Rasterisation is the process of determining screen pixel coverage for a triangle. Lamorna engine’s rasteriser uses the concept of half spaces, where each triangle edge divides screen space into an inside and outside half, and evaluating the edge equation at a pixel centre can determine which half it lies in. The pixels we are interested in lie within the intersection of the 3 inside half spaces of the triangle. A brute force approach to testing pixels would be to traverse the triangles bounding box, but more sophisticated techniques that try to do less work exist, one of which is the hierarchical descent method, which divides the screen up into a tile hierarchy, and tests tiles before pixels, hoping to quickly exclude blocks of pixels that lie outside the triangle, and include blocks of pixels that lie within. This was the approach taken by the Larrabee engineers and Lamorna engine tries to tread the same path. That article does a much better job of describing the nitty-gritty of the process than I could, but suffice to say that for each triangle we use the edge equations to generate step tables for each edge and recursion level sufficient to allow us to step into a 64×64 tile processing pixel blocks at a 16×16 and 4×4 level, rejecting and accepting blocks as we descend. Each block has a reject and accept corner, corners which are closest and farthest from the edge respectively. A typical triangle will have larger blocks accepted in it’s interior, while around the edges the routine will descend into 4×4 tiles emitting pixel coverage masks.

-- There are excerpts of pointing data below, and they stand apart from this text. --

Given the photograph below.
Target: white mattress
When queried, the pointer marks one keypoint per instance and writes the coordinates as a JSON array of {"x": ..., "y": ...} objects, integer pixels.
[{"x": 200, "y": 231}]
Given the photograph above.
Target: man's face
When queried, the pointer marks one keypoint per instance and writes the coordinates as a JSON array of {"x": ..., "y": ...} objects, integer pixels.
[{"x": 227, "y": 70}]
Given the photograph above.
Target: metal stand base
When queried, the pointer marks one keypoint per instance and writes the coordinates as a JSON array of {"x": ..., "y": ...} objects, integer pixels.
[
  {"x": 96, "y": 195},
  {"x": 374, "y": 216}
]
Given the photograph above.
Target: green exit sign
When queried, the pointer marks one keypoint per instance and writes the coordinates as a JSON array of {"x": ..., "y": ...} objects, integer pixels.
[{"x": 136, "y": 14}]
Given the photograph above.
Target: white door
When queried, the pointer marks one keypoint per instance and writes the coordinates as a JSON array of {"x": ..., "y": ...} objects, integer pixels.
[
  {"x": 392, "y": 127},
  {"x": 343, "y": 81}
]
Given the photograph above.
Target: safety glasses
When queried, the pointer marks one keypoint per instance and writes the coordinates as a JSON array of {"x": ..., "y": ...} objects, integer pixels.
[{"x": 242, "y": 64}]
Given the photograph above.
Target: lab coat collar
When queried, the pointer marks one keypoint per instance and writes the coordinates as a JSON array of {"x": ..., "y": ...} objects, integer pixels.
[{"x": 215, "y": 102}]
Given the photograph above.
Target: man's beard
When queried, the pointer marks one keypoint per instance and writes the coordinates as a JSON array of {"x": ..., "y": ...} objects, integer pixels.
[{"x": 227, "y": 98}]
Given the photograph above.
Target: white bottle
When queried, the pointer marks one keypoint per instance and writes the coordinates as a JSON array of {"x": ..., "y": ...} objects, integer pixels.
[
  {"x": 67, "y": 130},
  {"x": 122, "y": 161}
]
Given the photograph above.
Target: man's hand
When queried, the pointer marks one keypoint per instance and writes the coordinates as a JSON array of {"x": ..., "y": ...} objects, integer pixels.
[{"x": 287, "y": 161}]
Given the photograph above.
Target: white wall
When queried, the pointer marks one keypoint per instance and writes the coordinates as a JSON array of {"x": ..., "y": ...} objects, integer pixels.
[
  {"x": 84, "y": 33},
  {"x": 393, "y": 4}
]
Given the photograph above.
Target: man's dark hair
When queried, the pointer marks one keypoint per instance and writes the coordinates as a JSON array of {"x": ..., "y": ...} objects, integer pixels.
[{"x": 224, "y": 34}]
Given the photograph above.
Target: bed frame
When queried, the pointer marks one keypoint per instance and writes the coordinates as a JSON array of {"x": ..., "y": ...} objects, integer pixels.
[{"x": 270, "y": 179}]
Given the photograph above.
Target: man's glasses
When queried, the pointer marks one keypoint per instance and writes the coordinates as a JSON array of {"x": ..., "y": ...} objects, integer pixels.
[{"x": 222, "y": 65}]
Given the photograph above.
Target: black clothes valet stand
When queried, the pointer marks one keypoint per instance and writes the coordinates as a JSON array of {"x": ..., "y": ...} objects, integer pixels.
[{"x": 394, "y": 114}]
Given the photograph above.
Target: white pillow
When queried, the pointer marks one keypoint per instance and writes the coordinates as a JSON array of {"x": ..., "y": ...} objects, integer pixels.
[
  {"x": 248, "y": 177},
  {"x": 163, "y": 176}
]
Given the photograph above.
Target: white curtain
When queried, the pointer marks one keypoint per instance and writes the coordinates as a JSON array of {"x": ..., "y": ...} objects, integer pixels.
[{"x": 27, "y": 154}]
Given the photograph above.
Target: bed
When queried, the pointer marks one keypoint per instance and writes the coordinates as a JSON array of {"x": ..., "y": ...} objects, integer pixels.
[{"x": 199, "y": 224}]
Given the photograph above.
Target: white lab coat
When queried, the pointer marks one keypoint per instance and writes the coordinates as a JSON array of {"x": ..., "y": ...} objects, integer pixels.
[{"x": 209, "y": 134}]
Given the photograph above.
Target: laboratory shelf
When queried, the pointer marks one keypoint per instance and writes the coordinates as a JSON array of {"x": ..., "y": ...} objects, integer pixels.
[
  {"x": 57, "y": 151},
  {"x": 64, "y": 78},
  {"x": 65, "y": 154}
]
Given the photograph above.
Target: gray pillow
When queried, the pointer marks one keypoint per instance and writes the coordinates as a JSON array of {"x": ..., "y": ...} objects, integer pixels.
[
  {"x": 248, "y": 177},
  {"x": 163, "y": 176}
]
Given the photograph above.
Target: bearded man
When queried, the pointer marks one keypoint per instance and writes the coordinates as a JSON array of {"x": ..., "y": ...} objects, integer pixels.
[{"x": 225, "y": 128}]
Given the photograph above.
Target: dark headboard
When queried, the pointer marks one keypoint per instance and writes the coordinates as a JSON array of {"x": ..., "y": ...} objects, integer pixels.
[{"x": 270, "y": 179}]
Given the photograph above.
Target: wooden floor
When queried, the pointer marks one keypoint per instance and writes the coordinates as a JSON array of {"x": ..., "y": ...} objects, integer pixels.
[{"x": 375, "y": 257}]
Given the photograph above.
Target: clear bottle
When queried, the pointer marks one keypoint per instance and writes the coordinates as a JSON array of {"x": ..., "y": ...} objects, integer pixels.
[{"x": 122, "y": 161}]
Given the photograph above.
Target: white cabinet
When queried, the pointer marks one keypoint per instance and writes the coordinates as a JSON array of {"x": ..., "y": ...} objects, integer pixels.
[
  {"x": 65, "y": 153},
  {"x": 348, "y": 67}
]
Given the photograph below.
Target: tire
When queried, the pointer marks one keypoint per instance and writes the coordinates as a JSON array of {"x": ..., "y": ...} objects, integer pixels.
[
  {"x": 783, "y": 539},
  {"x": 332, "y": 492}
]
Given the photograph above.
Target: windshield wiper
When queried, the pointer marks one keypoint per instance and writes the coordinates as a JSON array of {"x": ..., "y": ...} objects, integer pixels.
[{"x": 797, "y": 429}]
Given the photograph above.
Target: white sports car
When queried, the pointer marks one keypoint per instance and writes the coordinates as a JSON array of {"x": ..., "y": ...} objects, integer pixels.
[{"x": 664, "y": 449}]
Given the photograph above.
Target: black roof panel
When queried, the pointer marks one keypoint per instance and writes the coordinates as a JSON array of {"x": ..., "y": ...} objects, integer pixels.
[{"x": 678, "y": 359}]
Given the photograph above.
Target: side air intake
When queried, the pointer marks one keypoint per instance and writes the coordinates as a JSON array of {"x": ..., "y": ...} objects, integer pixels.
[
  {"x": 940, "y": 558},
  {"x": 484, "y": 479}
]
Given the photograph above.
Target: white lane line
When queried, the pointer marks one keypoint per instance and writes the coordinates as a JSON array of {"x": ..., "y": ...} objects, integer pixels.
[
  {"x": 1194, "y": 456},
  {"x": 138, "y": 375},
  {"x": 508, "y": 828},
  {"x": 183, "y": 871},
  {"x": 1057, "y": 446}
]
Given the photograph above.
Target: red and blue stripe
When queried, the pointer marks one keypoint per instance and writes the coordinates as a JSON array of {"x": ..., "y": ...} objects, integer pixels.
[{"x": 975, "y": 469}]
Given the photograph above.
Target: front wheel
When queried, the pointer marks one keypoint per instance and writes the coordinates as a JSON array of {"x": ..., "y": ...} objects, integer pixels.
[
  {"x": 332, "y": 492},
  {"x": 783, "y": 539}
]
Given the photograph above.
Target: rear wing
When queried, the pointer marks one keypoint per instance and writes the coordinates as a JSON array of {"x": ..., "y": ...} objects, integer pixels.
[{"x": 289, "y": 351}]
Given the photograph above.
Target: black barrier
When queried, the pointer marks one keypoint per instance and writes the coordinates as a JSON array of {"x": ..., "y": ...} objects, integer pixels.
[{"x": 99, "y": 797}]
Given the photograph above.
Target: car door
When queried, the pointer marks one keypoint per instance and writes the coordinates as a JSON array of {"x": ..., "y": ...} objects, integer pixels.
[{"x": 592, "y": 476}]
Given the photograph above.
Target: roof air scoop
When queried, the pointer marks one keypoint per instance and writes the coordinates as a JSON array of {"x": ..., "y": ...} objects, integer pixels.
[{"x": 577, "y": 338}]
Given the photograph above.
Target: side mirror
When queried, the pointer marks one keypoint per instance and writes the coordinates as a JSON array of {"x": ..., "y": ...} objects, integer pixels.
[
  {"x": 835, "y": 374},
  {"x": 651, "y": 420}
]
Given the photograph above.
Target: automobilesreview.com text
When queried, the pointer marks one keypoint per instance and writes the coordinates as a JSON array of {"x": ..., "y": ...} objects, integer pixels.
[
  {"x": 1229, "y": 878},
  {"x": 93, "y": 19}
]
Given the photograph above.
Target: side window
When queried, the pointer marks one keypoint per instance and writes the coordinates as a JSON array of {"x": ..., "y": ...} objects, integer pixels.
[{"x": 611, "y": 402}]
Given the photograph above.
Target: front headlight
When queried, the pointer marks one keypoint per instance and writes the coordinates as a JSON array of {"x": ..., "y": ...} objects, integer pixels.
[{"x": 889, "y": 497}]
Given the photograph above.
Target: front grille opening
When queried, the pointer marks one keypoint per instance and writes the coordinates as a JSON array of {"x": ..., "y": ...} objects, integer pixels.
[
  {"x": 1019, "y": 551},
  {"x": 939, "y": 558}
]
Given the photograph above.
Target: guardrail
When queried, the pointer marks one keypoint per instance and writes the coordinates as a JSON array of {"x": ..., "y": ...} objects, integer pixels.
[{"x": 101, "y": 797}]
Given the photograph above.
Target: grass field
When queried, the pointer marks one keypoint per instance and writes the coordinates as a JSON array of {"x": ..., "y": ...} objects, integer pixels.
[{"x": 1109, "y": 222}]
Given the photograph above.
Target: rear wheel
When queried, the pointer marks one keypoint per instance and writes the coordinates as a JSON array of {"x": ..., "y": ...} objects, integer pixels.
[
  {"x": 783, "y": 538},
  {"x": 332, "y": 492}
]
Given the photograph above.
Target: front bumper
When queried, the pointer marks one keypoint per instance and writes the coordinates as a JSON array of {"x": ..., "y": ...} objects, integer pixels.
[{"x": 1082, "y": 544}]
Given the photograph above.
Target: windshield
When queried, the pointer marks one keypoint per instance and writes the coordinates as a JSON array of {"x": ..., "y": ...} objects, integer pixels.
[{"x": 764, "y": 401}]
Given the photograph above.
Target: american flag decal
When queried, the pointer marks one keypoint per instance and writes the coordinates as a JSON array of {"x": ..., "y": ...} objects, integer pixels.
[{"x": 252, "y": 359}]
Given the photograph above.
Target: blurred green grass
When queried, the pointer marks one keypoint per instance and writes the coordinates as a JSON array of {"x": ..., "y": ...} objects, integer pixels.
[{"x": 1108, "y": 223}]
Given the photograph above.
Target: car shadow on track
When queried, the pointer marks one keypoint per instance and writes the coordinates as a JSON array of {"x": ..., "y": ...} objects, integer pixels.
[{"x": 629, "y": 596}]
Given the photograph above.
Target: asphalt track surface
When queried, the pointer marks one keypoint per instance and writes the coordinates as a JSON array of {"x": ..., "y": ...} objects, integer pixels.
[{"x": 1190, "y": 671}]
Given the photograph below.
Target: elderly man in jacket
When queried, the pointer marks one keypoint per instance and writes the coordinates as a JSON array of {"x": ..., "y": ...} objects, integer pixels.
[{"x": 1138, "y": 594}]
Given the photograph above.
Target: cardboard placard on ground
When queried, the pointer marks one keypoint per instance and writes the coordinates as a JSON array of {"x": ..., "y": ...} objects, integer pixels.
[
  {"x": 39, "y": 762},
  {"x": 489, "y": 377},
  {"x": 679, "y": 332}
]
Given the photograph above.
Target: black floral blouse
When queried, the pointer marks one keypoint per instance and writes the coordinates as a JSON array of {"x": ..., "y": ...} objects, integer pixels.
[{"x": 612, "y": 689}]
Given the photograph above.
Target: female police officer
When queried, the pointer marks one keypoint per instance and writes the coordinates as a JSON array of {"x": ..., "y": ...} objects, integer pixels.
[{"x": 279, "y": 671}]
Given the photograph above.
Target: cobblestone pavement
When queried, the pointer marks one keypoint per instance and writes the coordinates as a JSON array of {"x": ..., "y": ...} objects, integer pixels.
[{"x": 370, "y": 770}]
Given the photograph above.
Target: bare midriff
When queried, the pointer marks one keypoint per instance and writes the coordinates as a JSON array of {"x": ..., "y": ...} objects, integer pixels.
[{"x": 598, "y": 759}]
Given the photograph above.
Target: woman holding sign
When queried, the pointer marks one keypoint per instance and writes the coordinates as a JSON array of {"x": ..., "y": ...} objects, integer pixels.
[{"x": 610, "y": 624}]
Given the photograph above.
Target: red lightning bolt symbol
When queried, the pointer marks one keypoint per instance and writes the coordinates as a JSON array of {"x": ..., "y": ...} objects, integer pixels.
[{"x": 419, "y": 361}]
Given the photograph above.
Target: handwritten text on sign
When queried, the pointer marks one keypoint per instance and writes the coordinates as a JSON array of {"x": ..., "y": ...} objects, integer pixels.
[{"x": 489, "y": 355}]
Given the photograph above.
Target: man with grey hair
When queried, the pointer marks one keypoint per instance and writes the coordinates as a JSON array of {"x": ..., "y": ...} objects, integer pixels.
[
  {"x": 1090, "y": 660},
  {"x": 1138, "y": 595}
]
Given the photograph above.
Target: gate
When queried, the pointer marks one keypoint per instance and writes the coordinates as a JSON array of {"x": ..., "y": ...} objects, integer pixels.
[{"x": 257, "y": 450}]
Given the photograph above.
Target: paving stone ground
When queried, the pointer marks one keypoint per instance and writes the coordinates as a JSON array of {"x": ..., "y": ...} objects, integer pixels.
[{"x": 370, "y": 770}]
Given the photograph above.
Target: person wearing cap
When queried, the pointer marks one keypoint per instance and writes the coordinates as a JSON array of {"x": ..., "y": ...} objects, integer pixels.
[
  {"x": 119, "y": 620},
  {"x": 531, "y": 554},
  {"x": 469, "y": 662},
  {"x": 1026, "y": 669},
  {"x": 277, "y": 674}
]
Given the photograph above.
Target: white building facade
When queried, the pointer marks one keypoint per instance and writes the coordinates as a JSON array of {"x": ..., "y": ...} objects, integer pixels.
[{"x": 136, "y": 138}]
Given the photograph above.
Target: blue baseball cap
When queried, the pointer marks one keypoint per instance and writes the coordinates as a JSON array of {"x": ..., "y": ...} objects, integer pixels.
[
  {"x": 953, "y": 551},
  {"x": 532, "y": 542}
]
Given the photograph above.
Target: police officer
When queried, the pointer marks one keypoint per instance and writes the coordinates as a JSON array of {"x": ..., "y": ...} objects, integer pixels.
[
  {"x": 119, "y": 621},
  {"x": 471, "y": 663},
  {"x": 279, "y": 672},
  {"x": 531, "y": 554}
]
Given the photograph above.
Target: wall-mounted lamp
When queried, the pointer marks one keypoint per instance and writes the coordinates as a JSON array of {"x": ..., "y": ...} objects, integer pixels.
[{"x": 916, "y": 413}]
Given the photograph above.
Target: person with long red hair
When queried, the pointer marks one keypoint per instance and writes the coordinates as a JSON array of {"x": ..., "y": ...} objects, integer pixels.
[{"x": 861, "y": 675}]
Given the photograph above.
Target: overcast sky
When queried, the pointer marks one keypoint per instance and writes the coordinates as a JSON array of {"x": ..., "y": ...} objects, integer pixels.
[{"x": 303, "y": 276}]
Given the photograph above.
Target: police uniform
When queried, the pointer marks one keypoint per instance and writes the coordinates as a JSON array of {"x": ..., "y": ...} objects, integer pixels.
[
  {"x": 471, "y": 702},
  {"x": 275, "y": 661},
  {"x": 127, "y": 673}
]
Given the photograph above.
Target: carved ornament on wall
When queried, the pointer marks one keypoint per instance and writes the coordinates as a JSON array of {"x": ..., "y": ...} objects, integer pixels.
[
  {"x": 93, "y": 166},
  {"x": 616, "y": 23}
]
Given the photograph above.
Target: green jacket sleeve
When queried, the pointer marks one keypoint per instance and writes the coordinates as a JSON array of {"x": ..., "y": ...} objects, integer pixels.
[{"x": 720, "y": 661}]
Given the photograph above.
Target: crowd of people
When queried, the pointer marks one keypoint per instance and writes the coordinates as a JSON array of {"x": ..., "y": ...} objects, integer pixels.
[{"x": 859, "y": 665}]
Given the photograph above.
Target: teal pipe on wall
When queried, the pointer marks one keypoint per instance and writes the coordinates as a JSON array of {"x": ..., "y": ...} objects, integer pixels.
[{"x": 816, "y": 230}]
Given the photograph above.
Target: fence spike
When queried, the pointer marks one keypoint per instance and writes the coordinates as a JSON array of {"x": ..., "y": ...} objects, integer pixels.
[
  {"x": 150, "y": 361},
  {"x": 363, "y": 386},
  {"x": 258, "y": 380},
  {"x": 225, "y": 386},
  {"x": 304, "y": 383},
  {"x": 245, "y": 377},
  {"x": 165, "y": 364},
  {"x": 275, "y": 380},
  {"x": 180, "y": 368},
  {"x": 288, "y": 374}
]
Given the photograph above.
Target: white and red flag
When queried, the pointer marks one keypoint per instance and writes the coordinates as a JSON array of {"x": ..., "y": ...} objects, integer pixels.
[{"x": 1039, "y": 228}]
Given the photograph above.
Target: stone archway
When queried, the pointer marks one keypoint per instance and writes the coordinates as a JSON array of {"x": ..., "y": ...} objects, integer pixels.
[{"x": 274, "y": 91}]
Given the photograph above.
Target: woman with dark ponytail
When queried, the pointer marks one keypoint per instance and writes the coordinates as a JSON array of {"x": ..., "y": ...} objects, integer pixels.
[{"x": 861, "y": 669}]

Lamorna engine partitions screen space a couple of ways. The first partition is a bin, a 128×128 pixel boundary. This division serves the front end of the renderer, where triangles coming off the geometry staged are explicitly assigned to the bins they overlap by copying to an associated bin buffer. The bins are about cache friendliness and division of thread labour. Within the bin, screen space is further divided into four 64×64 tiles, which are the targets for the rasteriser.

The rasteriser fetches a triangle’s binned screen space vertices and snaps them to 24:8 fixed point format. We allow 8 bits of sub-pixel precision as per the DirectX spec. Edge deltas are computed along with the triangle area in 64-bit space to avoid integer overflow. A bounding box for the triangle is computed. Triangles whose bounding box covers 4 pixels or less are sent to a dedicated small triangle rasteriser which skips step table setup and calculates edge values directly at pixel centres.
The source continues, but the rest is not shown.